Okres przedświąteczny jest zawsze magiczny. Uwielbiam w tym czasie odwiedzać rozmaite miasta i podziwiać bożonarodzeniowe dekoracje. Od pewnego czasu popularne w Polsce stały się jarmarki świąteczne. Zdjęcia z tego, odbywającego się w Poznaniu, mogliście oglądać tu.
W tym roku bardzo chciałam odwiedzić jarmarki w Dreźnie. Niestety plan ten się nie powiódł, więc na otarcie łez pojechaliśmy do Wrocławia.
Wrocław to jedno z moich ulubionych miast w Polsce. Mogę jeździć tam o każdej porze roku. Wrocław dla mnie piękny jest zawsze, chociaż jak każde miasto, ma także swoje niechlubne zakamarki.
Wiele dobrego słyszeliśmy o jarmarku świątecznym, odbywającym się w okolicy wrocławskiego Rynku. Postanowiliśmy sami sprawdzić jak wygląda przedświąteczny "Wrocek".
Piękne dekoracje widać w wielu zakątkach centrum.
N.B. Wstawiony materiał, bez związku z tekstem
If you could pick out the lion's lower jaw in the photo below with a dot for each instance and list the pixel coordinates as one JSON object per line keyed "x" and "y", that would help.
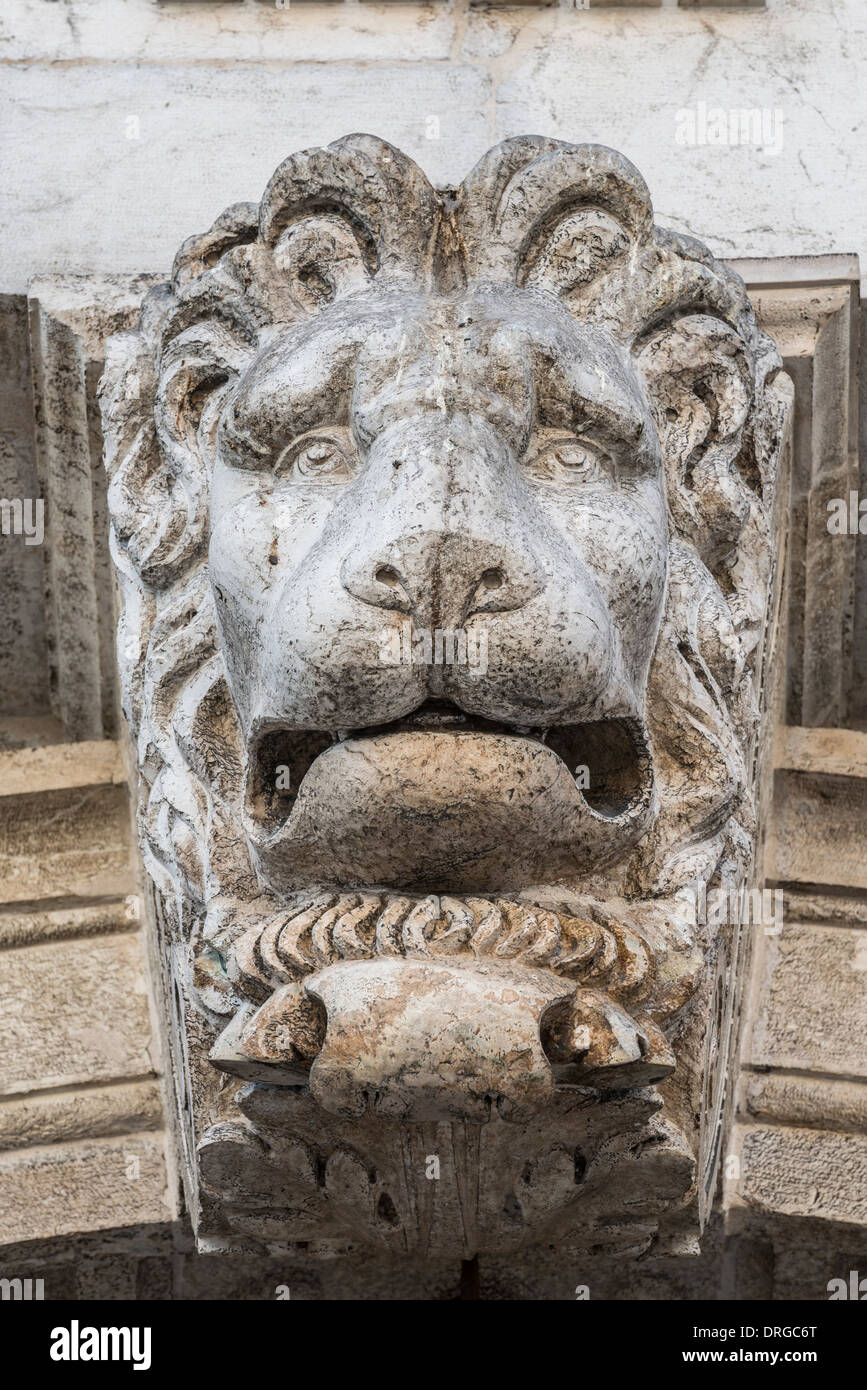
{"x": 439, "y": 1076}
{"x": 431, "y": 1009}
Naszym celem był głównie jarmark bożonarodzeniowy, który rozlewa się także poza Rynek. Charakterystyczne kramiki, stoiska znajdziemy także m.in. przy ul. Świdnickiej czy Placu Solnym.
Co znajdziemy na takim jarmarku? Mydło i powidło ;) Dosłownie. Pachnące mydełka, konfitury, odzież, ręcznie robione skórzane torebki, "głupotki", zabawki, itp. , ale też naprawdę spory wybór przekąsek i nieco bardziej sycących dań.
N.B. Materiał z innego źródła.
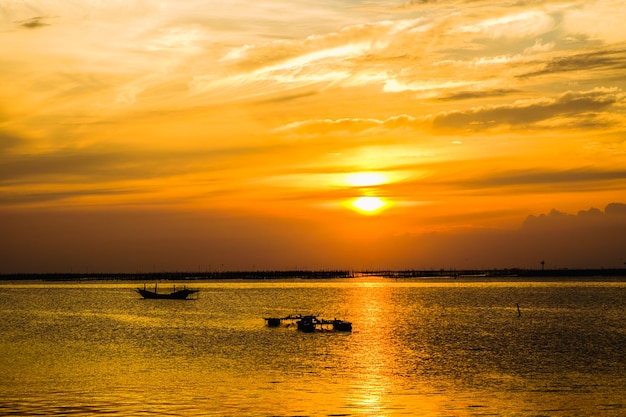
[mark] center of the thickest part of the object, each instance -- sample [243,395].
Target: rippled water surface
[417,348]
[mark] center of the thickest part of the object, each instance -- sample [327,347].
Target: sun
[368,205]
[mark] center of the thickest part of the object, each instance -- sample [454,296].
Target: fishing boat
[310,323]
[174,295]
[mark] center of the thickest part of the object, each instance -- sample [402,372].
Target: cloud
[573,109]
[614,215]
[584,104]
[35,22]
[472,95]
[568,179]
[604,60]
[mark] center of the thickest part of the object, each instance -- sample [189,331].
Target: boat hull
[176,295]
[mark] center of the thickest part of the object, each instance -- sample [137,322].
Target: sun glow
[368,205]
[366,179]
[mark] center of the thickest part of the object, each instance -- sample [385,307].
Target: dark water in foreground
[418,348]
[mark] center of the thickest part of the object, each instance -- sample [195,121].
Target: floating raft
[310,323]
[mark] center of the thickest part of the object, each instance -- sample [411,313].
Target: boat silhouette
[174,295]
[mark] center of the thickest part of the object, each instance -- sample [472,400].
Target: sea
[418,347]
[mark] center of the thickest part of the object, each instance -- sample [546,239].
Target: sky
[234,135]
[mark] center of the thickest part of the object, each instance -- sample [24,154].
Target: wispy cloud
[35,22]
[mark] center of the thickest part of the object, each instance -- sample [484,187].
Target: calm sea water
[417,348]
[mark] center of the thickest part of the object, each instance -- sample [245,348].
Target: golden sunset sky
[186,135]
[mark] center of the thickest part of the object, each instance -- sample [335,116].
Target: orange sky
[140,135]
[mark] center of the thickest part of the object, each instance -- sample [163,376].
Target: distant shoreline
[506,273]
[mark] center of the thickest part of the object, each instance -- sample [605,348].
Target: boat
[310,323]
[174,295]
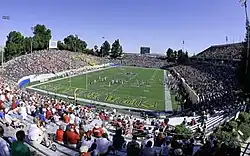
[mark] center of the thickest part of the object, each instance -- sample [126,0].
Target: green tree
[244,117]
[170,54]
[228,137]
[105,49]
[175,55]
[96,50]
[73,43]
[15,45]
[61,45]
[116,49]
[41,38]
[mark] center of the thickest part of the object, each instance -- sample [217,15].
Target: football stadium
[124,86]
[111,85]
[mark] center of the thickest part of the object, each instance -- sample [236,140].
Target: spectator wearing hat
[66,118]
[84,151]
[87,141]
[18,148]
[59,134]
[93,150]
[118,140]
[178,152]
[36,134]
[149,137]
[103,144]
[148,150]
[4,146]
[133,147]
[72,137]
[97,131]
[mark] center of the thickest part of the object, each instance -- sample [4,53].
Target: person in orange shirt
[66,118]
[97,131]
[48,114]
[72,137]
[59,134]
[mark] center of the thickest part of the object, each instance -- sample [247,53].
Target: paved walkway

Z pewnością każdy znajdzie coś dla siebie. Trzeba tylko uważać na ceny, bo te bywają dość mocno zawyżone. Ale kto chce zabrać do domu pamiątkę z jarmarku, nie będzie uważał tego za przeszkodę, prawda? :)
Wrocławski Rynek w świątecznej odsłonie wygląda naprawdę pięknie. Wieczorem, kiedy wiele elementów jest podświetlonych, nawet pomimo braku śniegu, można poczuć świąteczny klimat.
Jarmark oprócz punktów handlowych, oferuje także świetną zabawę, szczególnie dla najmłodszych. Działają karuzele, kolejka "Polar Express" oraz rozmaite punkty, w których można porobić coś ciekawego.
Na jarmarku nie może zabraknąć grzanego wina. Sporo osób raczy się nim przy specjalnych stolikach. Do wyboru mamy kilka wariantów smakowych. Ceny grzańca rozpoczynają się od 12zł. Musimy zapłacić także zwrotną kaucję (15zł) za kubek. Kto chce, może oczywiście zabrać go do domu na pamiątkę.
Na jarmarku można kupić pluszowe owce, wilki i.... cycki ;) |
Spore wrażenie zrobiła na nas świąteczna choinka. Podświetlona, w odcieniach bieli, złota i fioletu wygląda naprawdę imponująco!
Na Rynku było dość tłoczno (nie ma co się dziwić, w sobotę wieczór to normalna sytuacja). Zdarzało nam się iść tam, gdzie chce tłum, a my niekoniecznie ;) Udało nam się dotrzeć jeszcze na Plac Solny. Przepięknie tam! Kolorowo, błyszcząco i baaaardzo świątecznie.
Czasu starczyło jeszcze na grzańca i trzeba było zmykać na pociąg. Szkoda, bo chętnie połazilibyśmy jeszcze po tym jarmarku dłużej...
Poza dość uporczywym tłokiem i koniecznością czekania na dworze, by wejść do restauracji w najbliższej okolicy Rynku, bardzo nam się podobało. We Wrocławiu zdecydowanie czuć już świąteczny klimat i z pewnością warto odwiedzić go w tym wyjątkowym okresie.